2

I have a Java Applet which is digitally signed.
I need to be able to call a function from javascript which writes an xml file into the user folder.

I have got code in the applets init function which creates a sub-folder, creates a file and appends to that file. This runs without error. When the same code is inside a function(below) which is called directly from javascript an Access Control Exception is thrown:

public boolean createLocalXMLFile(String XML) {
    String path = BaseDirectory.baseDirectory + "\\TestFolder";
    try {
        boolean status;
        status = new File(path).mkdir();

        UUID fName = UUID.randomUUID(); 

        FileWriter fstream = new FileWriter(path + "\\"+fName+".xml");
        BufferedWriter out = new BufferedWriter(fstream);
        out.write(XML);
        //Close the output stream
        out.close();

        return true;
    }catch (Exception ex) {
        System.out.println("createXMLError \n"+ex.toString());
        return false;
    }

}

*note base directory refers to the user home path

Java Console Error java.security.AccessControlException: access denied (java.io.FilePermission C:\Users\Richard\Hytec\AppStore\0d927ab7-74ba-449a-9db4-98e62cd0f53b.txt write)

Roman C
  • 49,761
  • 33
  • 66
  • 176
R Davies
  • 105
  • 1
  • 11

2 Answers2

2

If you call your applet's methods from JavaScript, the resulting permissions are the intersection of your applet's permissions and the JavaScript bridge's permissions - which means in your case, no permissions to access the local file.

To run the code with your applet's permissions, wrap the critical code in AccessController.doPrivileged(...).
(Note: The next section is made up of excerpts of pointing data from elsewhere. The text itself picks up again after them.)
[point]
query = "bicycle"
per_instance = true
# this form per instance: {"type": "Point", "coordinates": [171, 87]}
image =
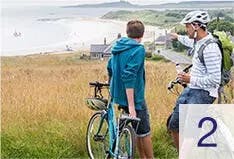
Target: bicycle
{"type": "Point", "coordinates": [107, 136]}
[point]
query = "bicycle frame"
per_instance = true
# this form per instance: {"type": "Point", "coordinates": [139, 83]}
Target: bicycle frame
{"type": "Point", "coordinates": [113, 126]}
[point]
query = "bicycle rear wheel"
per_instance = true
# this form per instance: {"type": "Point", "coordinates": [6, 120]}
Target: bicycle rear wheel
{"type": "Point", "coordinates": [97, 137]}
{"type": "Point", "coordinates": [126, 147]}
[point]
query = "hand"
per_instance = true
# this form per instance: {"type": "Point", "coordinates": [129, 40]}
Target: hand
{"type": "Point", "coordinates": [184, 77]}
{"type": "Point", "coordinates": [173, 36]}
{"type": "Point", "coordinates": [132, 112]}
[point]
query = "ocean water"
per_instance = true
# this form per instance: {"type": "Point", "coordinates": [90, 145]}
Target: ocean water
{"type": "Point", "coordinates": [40, 29]}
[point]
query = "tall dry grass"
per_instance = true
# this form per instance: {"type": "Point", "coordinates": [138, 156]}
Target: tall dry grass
{"type": "Point", "coordinates": [43, 104]}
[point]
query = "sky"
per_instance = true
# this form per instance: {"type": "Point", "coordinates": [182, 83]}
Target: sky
{"type": "Point", "coordinates": [74, 2]}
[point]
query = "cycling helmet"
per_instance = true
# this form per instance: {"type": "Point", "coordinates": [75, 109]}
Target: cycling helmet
{"type": "Point", "coordinates": [96, 103]}
{"type": "Point", "coordinates": [196, 16]}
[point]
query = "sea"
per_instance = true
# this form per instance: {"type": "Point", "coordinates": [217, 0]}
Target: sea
{"type": "Point", "coordinates": [34, 29]}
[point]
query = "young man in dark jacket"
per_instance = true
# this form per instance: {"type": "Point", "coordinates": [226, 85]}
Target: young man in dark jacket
{"type": "Point", "coordinates": [127, 74]}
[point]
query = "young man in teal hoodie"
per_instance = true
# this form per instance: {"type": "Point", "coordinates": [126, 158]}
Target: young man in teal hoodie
{"type": "Point", "coordinates": [127, 82]}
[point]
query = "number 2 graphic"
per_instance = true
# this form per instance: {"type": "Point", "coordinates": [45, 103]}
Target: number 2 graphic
{"type": "Point", "coordinates": [200, 142]}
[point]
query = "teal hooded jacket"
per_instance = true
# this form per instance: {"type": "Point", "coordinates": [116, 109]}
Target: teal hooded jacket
{"type": "Point", "coordinates": [126, 70]}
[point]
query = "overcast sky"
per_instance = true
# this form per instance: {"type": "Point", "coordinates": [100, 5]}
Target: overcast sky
{"type": "Point", "coordinates": [65, 2]}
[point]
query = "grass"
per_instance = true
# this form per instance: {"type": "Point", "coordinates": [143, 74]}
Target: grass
{"type": "Point", "coordinates": [43, 105]}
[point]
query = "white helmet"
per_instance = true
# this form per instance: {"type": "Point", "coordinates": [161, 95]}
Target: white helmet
{"type": "Point", "coordinates": [96, 103]}
{"type": "Point", "coordinates": [196, 16]}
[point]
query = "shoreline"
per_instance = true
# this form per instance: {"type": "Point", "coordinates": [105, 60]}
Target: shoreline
{"type": "Point", "coordinates": [77, 45]}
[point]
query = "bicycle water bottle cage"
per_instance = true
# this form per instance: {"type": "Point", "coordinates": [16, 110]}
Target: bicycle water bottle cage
{"type": "Point", "coordinates": [97, 102]}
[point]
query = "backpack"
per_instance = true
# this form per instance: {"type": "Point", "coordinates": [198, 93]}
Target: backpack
{"type": "Point", "coordinates": [226, 48]}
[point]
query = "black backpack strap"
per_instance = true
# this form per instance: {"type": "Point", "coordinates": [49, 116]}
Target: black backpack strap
{"type": "Point", "coordinates": [203, 46]}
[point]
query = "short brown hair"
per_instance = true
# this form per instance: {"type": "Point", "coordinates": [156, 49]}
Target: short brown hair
{"type": "Point", "coordinates": [135, 29]}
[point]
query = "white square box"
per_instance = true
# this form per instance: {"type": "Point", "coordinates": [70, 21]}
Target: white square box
{"type": "Point", "coordinates": [206, 131]}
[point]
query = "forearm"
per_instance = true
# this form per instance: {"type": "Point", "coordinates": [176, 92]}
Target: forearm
{"type": "Point", "coordinates": [185, 40]}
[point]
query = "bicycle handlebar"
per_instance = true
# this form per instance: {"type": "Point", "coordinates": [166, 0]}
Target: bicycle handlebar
{"type": "Point", "coordinates": [177, 80]}
{"type": "Point", "coordinates": [98, 84]}
{"type": "Point", "coordinates": [129, 118]}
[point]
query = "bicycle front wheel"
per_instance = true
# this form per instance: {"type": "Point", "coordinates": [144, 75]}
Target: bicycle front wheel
{"type": "Point", "coordinates": [126, 147]}
{"type": "Point", "coordinates": [97, 137]}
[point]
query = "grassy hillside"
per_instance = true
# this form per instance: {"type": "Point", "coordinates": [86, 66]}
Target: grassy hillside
{"type": "Point", "coordinates": [43, 105]}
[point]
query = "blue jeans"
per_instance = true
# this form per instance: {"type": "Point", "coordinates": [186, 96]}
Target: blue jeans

Of course, first check that this can't do anything malicious, even if called by malicious code.

Paŭlo Ebermann
  • 73,284
  • 20
  • 146
  • 210
0

First ensure that your policy file is set with the appropriate permissions. You can set it to all-permissions to debug and make sure that this isn't your problem.

What operating system do you experience this problem on? Do you get the same issue with XP? The reason I ask is because even signed applets with full permissions granted by a policy file do not have full file access on a workstation running Windows Vista or Windows 7.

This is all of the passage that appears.